Irrigation will cost more than expected
- Terry Court, Goulburn Valley Environment Group
The recently completed review of Goulburn Murray Water done by Marsden Jacob Associates for the government-appointed strategic advisory panel contains some interesting findings.
Marsden Jacob Associates assessed the gravity irrigation business as being financially unsustainable assuming constant prices in real terms, and that decreasing prices by five per cent or 10 per cent would only exacerbate the adverse financial position of the gravity irrigation business.
Marsden Jacob Associates also revealed that 80 per cent of channels delivered less than 500Ml, accounting for only 18 per cent of total deliveries, while 20 per cent of channels delivered 500Ml, accounting for about 82 per cent during the 2017 irrigation season.
These and other findings led the review to question the rationale for refurbishing under-utilised assets, outlined the potential to reduce the irrigation footprint and decommission a relatively high number of channels with a low number of delivery shares all without any great impact on revenue.
These findings are consistent with the long standing views of a section of the irrigation community and the Goulburn Valley Environment Group.
Some timelines contained within the review are less than aspirational and if we want to create a sustainable irrigation industry in Northern Victoria we must implement the rationalisation and reduction of the irrigation footprint in a structured manner now.

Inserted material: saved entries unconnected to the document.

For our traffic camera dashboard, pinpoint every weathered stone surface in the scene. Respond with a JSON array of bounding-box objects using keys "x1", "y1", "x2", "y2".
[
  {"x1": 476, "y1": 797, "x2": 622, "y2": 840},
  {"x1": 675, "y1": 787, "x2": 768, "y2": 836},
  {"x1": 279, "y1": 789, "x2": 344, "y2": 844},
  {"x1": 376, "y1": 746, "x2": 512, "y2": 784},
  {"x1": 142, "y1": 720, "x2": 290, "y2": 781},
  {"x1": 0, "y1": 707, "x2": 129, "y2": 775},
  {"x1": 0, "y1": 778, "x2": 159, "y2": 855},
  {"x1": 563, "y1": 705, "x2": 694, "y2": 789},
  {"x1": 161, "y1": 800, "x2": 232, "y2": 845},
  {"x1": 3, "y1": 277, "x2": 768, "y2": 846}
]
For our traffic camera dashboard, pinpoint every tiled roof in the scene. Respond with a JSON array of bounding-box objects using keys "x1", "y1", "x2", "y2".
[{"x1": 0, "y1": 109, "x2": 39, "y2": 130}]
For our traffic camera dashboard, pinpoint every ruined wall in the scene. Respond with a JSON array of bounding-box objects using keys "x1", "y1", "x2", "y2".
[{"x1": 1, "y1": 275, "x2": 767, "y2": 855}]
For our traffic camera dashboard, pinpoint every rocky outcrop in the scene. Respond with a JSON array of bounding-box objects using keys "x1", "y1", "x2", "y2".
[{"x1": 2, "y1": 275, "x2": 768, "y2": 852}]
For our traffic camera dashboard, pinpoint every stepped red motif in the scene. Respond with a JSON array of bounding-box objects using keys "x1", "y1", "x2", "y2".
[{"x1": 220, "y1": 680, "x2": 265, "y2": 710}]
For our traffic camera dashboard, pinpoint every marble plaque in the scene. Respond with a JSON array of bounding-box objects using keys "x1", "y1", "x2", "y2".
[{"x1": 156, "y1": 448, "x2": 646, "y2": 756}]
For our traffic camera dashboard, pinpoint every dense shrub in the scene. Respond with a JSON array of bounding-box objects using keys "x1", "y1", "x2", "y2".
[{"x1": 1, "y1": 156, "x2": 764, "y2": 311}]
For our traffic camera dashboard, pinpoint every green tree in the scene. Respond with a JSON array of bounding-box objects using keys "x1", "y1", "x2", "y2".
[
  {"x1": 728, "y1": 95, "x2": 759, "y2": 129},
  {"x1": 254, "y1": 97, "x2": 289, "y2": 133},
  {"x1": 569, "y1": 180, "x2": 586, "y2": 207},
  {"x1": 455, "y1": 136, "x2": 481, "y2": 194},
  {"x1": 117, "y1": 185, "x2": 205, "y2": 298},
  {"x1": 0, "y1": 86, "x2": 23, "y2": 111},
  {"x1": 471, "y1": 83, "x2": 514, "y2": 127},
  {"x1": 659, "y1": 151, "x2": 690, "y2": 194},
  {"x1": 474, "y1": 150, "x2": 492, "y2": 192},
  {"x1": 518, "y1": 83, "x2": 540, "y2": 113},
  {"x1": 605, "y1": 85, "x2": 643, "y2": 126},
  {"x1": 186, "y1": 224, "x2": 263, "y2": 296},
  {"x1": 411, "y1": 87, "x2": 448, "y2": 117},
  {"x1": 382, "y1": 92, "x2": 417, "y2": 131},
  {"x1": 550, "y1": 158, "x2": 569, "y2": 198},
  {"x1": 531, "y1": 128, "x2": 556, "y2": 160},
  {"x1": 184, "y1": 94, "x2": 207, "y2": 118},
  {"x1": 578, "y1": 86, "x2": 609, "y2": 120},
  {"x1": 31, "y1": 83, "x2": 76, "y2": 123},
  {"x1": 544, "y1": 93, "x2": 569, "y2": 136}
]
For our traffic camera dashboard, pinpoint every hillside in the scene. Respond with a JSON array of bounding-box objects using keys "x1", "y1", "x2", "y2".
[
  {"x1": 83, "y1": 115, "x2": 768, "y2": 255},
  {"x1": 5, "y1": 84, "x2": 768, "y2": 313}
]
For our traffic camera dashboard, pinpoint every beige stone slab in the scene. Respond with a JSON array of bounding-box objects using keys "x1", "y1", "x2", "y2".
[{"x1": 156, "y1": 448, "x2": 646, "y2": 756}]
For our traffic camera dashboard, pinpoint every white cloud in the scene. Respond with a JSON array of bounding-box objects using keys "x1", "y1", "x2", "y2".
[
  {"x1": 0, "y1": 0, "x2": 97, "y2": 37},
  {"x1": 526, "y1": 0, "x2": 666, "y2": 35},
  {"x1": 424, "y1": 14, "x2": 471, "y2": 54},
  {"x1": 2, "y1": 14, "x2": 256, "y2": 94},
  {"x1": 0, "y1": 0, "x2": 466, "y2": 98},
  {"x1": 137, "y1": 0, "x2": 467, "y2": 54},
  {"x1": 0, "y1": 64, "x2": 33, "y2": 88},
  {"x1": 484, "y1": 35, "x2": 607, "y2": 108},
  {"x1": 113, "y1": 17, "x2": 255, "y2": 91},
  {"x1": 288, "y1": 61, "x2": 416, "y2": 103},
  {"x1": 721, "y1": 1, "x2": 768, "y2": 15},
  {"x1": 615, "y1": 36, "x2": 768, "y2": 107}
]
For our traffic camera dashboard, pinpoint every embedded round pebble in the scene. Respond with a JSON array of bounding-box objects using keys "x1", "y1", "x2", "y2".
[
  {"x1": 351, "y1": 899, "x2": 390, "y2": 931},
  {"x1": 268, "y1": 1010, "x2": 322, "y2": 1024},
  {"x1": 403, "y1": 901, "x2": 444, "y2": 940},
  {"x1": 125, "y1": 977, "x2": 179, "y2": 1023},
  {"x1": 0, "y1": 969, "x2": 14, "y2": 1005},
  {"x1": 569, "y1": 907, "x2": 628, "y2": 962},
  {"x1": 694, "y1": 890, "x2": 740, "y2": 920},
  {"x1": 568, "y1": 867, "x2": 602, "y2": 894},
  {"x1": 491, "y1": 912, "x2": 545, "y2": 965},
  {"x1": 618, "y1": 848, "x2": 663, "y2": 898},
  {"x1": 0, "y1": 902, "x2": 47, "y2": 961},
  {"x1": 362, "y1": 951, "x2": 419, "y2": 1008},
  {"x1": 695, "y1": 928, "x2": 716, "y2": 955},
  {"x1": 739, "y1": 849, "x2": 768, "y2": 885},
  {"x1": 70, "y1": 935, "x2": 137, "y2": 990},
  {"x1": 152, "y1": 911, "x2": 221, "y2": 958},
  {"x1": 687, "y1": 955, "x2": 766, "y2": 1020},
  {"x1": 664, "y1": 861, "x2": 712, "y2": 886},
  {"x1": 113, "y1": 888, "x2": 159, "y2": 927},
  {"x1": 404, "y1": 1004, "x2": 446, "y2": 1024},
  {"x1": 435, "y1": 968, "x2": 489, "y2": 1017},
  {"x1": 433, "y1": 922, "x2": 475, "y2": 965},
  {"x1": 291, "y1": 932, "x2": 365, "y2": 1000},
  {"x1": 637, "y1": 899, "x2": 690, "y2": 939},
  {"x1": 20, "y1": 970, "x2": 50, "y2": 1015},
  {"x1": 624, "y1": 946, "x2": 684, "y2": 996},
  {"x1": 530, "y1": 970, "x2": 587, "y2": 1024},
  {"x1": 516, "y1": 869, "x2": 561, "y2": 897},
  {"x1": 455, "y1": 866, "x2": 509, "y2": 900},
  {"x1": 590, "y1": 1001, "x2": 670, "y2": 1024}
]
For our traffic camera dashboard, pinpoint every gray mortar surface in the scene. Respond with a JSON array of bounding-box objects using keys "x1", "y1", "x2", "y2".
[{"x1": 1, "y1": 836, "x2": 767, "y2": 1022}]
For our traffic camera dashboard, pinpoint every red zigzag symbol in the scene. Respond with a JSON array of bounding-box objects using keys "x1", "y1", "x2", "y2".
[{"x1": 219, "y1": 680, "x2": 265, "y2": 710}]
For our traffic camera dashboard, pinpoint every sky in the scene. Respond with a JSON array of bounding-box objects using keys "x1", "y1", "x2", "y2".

While all stakeholders are responsible in part for the deficiency of the $2billion modernisation of ageing and inefficient irrigation system, it has been evident virtually from the start that insufficient funds had been allocated to the multi-faceted reorganisation of the social, economic and environmental interests.
If an additional $300 million is needed to deliver a sustainable irrigation industry and a healthy environment, so be it.